Nanomedicine-Immunology and Molecular Biomedical Research (NLIMBR)


Various routes of delivery of nanoformulations in order to overcome drug resistance by transporter proteins
Figure shows the various routes of delivery of nanoformulations in order to overcome drug resistance by transporter proteins
(Kanwar JR,Singh N & Kanwar RK. (2011) Nanomedicine (London) 6(4), 701-714)

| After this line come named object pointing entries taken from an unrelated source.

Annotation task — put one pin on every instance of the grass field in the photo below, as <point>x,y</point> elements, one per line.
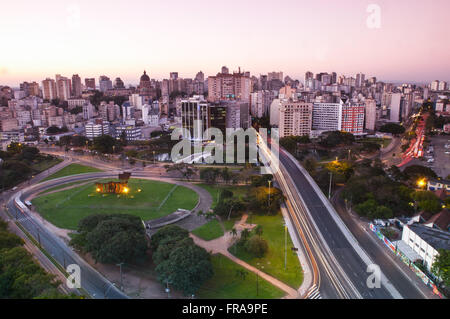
<point>60,187</point>
<point>156,199</point>
<point>225,284</point>
<point>46,164</point>
<point>72,169</point>
<point>210,230</point>
<point>214,190</point>
<point>273,261</point>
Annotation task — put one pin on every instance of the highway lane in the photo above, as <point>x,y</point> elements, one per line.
<point>406,282</point>
<point>342,250</point>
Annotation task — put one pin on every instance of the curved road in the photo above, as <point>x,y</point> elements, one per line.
<point>91,280</point>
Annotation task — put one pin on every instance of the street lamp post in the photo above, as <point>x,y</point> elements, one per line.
<point>285,246</point>
<point>329,188</point>
<point>121,277</point>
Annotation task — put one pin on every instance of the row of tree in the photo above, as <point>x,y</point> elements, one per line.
<point>20,276</point>
<point>112,238</point>
<point>179,262</point>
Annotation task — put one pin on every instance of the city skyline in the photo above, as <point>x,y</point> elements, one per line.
<point>321,36</point>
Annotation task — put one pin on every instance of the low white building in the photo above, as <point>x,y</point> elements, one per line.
<point>425,241</point>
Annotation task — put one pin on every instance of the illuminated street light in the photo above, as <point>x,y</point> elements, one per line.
<point>421,182</point>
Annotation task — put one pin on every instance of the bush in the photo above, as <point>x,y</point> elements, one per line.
<point>256,246</point>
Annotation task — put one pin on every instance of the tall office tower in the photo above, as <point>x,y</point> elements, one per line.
<point>96,128</point>
<point>118,84</point>
<point>295,118</point>
<point>333,77</point>
<point>434,85</point>
<point>88,111</point>
<point>63,87</point>
<point>136,100</point>
<point>360,78</point>
<point>393,101</point>
<point>407,102</point>
<point>371,114</point>
<point>260,102</point>
<point>104,83</point>
<point>275,76</point>
<point>262,85</point>
<point>200,77</point>
<point>238,114</point>
<point>192,110</point>
<point>218,117</point>
<point>89,83</point>
<point>353,117</point>
<point>275,112</point>
<point>327,116</point>
<point>76,85</point>
<point>226,86</point>
<point>442,86</point>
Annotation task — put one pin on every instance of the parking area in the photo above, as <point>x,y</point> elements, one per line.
<point>441,164</point>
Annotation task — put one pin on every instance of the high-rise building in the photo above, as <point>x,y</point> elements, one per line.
<point>104,83</point>
<point>353,117</point>
<point>118,84</point>
<point>76,85</point>
<point>238,114</point>
<point>226,86</point>
<point>63,87</point>
<point>88,111</point>
<point>49,89</point>
<point>371,114</point>
<point>295,118</point>
<point>192,110</point>
<point>89,83</point>
<point>260,102</point>
<point>200,77</point>
<point>360,78</point>
<point>275,76</point>
<point>96,128</point>
<point>327,116</point>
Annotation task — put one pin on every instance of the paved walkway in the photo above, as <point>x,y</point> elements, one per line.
<point>221,245</point>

Group leader: AProf. Jagat Kanwar

Group members

Associate Professor Jagat Kanwar, group leader of the Nanomedicine-Laboratory of Immunology and Molecular Biomedical Research in Nanomedicine (LIMBR-setup in 2007 after A/Prof. Kanwar's movement to Deakin University), has a national and international reputation in investigating fundamental and applied molecular aspects of cancer and chronic inflammation. The group carries out research in the areas of national priority such cancer, chronic inflammatory diseases (ageing) and molecular nutrition (complementary alternative medicine) with milk/herbs bioactives as immunomodulators. Additionally by investigating bioactives' role in gut biology, and immune health, LIMBR seeks to commercially exploit dairy bioactives for human health and the development of functional food ingredients, health supplements and neutraceutical and/or pharmaceutical grade immunotherapeutics. Apart from industry funded projects our research is also focused on siRNA, miRNA, aptamer, and immunoliposomes technology and disease target drug discovery. LIMBR provides high quality research training and education to undergraduate and postgraduate students which, in turn, strengthen Deakin's strategic research and academic priorities, helping our students keep in pace with the emerging concepts of science and technology.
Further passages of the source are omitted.